Leeds City Councillor for Chapel Allerton Ward
- In office 1980–1990
- Succeeded by: Norma Hutchinson

Personal details
- Party: Labour

= Cedric Clarke =

Former Labour councillor

Cedric Clarke is a retired British Labour politician. He was the first black Leeds City Councillor, serving from 1980 to 1990 and was made an Honorary Alderman of Leeds in 2016

== Career ==
Clarke was elected to represent the Chapel Allerton ward in 1980, becoming the first African-Caribbean councillor in Leeds. He was involved with a number of council initiatives, for example chairing the Equal Opportunities Committee for Leeds City Council. Within three years of being elected, Clarke and his fellow-councillors introduced 220 new houses to the area, consistent street-cleaning, homes for the elderly, new nursery units and support for small businesses.

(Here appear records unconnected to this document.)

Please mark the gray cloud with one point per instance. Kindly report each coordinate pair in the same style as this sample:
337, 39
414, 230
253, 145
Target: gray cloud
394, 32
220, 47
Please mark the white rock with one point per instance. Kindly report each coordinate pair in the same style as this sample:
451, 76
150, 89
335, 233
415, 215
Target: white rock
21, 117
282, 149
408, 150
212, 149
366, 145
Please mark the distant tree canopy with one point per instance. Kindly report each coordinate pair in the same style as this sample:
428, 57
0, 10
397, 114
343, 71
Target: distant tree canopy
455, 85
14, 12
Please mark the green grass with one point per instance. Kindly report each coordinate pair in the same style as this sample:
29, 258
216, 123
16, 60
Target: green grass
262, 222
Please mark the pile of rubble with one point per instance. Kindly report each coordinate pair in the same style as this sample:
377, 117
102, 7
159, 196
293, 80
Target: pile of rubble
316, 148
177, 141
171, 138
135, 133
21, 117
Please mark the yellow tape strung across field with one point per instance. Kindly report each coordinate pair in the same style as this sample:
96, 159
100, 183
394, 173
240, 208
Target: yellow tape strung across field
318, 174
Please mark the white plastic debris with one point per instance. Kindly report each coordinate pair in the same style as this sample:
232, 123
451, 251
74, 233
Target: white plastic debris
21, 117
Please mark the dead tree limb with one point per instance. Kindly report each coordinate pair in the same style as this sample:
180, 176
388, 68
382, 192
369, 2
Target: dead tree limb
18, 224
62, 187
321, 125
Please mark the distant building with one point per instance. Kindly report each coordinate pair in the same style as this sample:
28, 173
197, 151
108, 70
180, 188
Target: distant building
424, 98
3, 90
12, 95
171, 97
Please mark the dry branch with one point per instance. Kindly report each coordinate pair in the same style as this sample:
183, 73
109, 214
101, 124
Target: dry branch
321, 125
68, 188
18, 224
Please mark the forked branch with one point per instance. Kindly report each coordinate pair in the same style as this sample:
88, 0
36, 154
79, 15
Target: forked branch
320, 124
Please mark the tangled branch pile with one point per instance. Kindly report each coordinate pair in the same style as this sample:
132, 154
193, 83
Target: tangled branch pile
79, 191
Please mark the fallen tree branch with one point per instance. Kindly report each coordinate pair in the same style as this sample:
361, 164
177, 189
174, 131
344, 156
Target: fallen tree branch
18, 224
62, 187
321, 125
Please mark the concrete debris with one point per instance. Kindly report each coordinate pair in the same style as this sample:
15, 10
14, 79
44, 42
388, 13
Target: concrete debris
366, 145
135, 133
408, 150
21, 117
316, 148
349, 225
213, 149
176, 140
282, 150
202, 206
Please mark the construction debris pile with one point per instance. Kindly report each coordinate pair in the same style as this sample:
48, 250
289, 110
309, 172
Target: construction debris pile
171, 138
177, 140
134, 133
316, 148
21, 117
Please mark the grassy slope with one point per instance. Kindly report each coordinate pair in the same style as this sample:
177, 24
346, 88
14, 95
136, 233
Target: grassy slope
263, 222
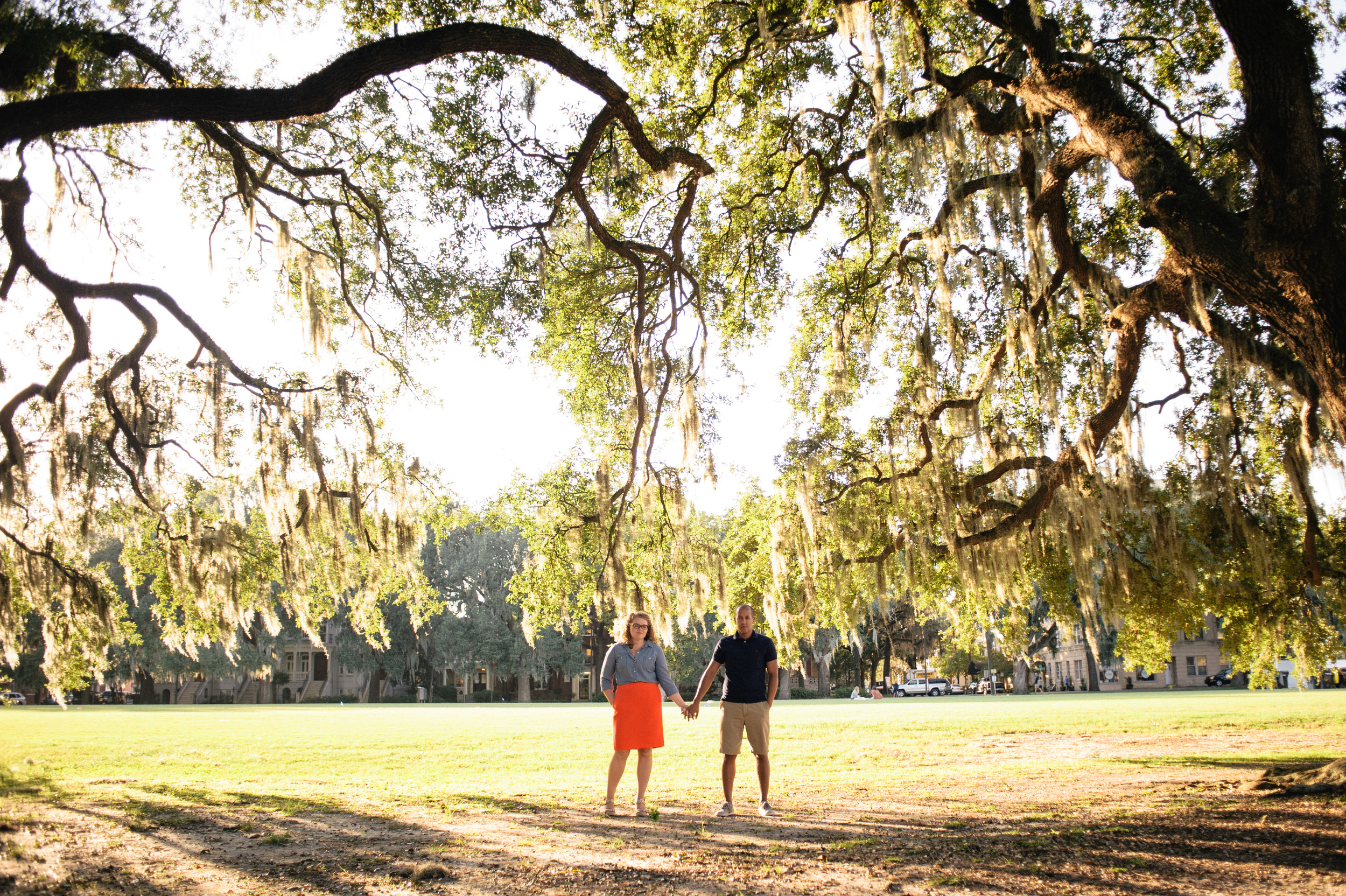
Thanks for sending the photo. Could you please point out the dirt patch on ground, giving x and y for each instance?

Despite these achievements he lost his seat on Leeds City Council in 1990.

== Honours ==
In 2016, Clarke was appointed an Honorary Alderman of Leeds in recognition of his work in the city.

== Personal life ==
Prior to his election as a councillor, Clarke worked as a plasterer and lived in Chapeltown with his wife and three children. Active in the local community, Clarke volunteered with probation services and was a trainee preacher at Roscoe Methodist Church. He established the United Caribbean Association, along with the founder of Leeds West Indian Carnival, Arthur France.